Insurance bonds get a boost
ANZ Funds Management is breathing life back into insurance bonds.
Tuesday, June 20th 2000, 12:00AM
General manager Graham Duston said the advent of a 39 per cent top tax rate was the catalyst for ANZ to reconsider its insurance bonds, which had been closed to new investors since April 1998.
One of the bonds' appeals for some investors is that they're tax-paid at 33 per cent. Duston pointed out that while super funds were also tax-paid, an investor had to be a natural person and the money used for retirement.
"The interesting thing is that the Government Actuary has got some pretty firm views on the way that super funds should be sold and the purpose they should be used for, and rightly so."
Duston said that insurance bonds didn't have such restrictions and were an investment vehicle that could be effective and easy to understand.
While popular during the early 1990s, insurance bonds have suffered since the removal of the super surcharge in early 1998 to the extent of net funds outflows in every quarter since then. See funds flow graph).
Following the surcharge removal, BNZ Financial Services even helped investors switch from insurance bonds into other financial products such as unit trusts or term deposits. Grant Hill, product manager managed funds, said that all investors had moved out of bonds by last September.

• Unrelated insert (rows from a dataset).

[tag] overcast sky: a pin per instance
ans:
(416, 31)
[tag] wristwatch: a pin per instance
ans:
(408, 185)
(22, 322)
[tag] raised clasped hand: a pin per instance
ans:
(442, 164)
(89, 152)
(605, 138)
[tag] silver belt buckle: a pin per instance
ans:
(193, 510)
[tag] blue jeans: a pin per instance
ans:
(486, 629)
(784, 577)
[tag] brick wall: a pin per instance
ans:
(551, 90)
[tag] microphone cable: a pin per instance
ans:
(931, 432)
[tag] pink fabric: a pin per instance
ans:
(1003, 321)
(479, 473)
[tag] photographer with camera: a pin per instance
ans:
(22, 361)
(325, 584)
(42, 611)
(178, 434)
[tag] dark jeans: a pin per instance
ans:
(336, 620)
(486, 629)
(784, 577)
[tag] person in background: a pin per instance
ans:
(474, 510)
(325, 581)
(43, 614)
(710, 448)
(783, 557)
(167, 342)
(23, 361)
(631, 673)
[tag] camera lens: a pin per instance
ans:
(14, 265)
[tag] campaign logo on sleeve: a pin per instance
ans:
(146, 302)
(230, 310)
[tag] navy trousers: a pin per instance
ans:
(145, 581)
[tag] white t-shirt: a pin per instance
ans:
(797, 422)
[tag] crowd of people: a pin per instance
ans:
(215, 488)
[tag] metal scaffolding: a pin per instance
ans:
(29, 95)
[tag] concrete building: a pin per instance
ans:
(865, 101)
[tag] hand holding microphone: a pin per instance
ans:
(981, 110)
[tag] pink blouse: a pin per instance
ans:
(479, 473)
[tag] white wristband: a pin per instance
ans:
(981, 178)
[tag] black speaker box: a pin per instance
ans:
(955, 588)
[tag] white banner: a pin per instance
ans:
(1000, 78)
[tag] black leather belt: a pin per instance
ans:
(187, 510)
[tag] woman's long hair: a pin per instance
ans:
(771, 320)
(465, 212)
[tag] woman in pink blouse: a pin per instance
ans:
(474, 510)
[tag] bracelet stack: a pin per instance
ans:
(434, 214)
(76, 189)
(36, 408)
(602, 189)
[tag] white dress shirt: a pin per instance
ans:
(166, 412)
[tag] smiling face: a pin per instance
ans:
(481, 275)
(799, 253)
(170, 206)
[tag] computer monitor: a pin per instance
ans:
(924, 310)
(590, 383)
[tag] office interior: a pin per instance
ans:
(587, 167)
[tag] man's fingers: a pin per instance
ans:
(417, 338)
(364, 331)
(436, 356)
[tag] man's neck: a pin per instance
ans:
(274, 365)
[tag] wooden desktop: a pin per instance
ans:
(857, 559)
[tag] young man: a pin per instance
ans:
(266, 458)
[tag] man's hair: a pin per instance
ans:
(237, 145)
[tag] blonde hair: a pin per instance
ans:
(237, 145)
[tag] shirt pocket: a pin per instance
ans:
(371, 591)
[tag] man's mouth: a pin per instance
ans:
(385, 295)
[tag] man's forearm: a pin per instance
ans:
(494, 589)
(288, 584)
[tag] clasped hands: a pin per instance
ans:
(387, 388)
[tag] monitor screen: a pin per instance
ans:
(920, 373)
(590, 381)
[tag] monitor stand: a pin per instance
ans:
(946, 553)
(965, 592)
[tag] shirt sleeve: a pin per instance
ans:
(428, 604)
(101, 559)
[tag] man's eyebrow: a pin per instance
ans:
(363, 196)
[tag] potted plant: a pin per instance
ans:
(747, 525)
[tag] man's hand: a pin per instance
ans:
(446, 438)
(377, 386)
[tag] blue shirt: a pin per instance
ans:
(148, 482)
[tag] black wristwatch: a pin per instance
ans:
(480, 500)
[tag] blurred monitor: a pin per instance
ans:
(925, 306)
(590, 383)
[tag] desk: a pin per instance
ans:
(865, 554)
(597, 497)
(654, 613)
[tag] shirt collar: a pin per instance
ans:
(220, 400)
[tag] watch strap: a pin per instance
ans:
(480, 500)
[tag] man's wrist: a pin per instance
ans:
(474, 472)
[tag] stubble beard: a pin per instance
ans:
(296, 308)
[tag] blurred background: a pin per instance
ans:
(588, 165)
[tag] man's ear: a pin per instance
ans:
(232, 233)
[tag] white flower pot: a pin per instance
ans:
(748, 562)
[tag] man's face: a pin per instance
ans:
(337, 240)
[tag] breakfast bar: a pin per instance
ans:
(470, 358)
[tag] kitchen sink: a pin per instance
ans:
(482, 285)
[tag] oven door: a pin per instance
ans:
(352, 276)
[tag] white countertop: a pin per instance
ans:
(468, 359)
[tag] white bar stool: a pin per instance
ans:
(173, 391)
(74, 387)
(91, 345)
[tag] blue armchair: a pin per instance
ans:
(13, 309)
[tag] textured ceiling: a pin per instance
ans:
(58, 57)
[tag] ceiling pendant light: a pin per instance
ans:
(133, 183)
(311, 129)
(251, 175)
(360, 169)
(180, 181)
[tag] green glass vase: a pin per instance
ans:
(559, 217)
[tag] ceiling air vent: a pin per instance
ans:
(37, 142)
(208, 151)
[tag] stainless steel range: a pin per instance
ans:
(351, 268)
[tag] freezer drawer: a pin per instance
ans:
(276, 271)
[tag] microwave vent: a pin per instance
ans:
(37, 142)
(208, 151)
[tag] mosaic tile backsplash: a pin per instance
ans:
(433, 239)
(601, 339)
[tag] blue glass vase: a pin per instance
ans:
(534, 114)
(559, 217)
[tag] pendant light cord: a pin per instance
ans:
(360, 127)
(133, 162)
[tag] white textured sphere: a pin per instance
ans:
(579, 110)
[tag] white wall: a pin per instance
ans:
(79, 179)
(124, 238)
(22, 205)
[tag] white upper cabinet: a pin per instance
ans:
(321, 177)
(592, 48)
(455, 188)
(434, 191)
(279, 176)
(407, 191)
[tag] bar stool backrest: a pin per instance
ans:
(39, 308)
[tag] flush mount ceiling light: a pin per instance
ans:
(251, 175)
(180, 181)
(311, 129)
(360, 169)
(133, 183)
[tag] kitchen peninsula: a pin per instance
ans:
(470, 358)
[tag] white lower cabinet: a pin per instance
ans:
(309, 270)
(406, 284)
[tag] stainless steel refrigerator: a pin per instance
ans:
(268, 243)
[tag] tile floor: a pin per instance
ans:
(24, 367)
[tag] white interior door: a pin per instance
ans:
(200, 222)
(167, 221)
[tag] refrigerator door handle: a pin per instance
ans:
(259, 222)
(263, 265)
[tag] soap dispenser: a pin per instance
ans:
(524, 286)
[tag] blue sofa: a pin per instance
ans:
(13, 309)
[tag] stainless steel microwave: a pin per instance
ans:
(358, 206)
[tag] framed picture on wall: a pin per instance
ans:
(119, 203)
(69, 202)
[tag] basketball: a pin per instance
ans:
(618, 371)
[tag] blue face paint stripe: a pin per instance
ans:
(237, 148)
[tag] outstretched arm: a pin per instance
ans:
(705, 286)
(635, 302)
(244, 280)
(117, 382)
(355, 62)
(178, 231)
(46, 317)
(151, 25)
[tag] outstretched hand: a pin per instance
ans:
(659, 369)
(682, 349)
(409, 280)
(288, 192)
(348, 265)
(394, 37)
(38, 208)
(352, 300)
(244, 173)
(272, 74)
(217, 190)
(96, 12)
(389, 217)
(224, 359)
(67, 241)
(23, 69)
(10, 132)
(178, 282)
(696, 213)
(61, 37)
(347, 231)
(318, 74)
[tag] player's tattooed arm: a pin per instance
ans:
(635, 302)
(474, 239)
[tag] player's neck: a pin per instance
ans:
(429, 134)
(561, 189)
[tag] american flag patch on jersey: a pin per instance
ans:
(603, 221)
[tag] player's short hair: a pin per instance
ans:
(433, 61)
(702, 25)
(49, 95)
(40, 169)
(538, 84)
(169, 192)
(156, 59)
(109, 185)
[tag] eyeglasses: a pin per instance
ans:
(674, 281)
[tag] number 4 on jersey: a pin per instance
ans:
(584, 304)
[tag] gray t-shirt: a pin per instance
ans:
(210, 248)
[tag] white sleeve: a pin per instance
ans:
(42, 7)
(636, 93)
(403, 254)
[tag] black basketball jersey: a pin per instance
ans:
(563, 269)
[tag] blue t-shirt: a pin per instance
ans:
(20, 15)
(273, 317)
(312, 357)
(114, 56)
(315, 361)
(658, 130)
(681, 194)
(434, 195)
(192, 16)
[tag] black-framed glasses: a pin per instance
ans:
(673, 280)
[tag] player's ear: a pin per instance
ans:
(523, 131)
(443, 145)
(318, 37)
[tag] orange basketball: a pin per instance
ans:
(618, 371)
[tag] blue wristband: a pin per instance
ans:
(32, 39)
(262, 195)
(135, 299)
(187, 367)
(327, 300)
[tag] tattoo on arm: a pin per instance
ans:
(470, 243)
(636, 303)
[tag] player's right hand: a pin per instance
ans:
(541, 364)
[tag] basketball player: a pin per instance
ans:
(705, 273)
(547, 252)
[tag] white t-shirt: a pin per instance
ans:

As for reintroducing insurance bonds, "we realise that there's a window of opportunity there, but it's not significant". BNZ had also just reintroduced its Future Lifestyle Plan and some of its funds would be suitable alternatives.
Meanwhile, some companies have hung in there with insurance bonds and one of them is Sovereign. Product manager investment services Paul Forder said that insurance bonds fit their view of providing a full product range to the market.
"Advisers say to us that it means they're able to offer clients a range of options.
"We find that there is definitely a market out there for them."
Forder said the Sovereign term deposit bond had about $163 million and its other insurance bonds $146 million at the end of the March quarter. He said FPG figures showed an outflow of around $80 million from insurance bonds across the whole industry from the December to the March quarter, with Sovereign itself experiencing outflows of $14 million.
However, Forder said that most of that was out of the term deposit bond, because of interest rate moves, and Sovereign had experienced net inflows into insurance bonds since April. The anecdotal evidence was that some increase was due to the 39c tax rate.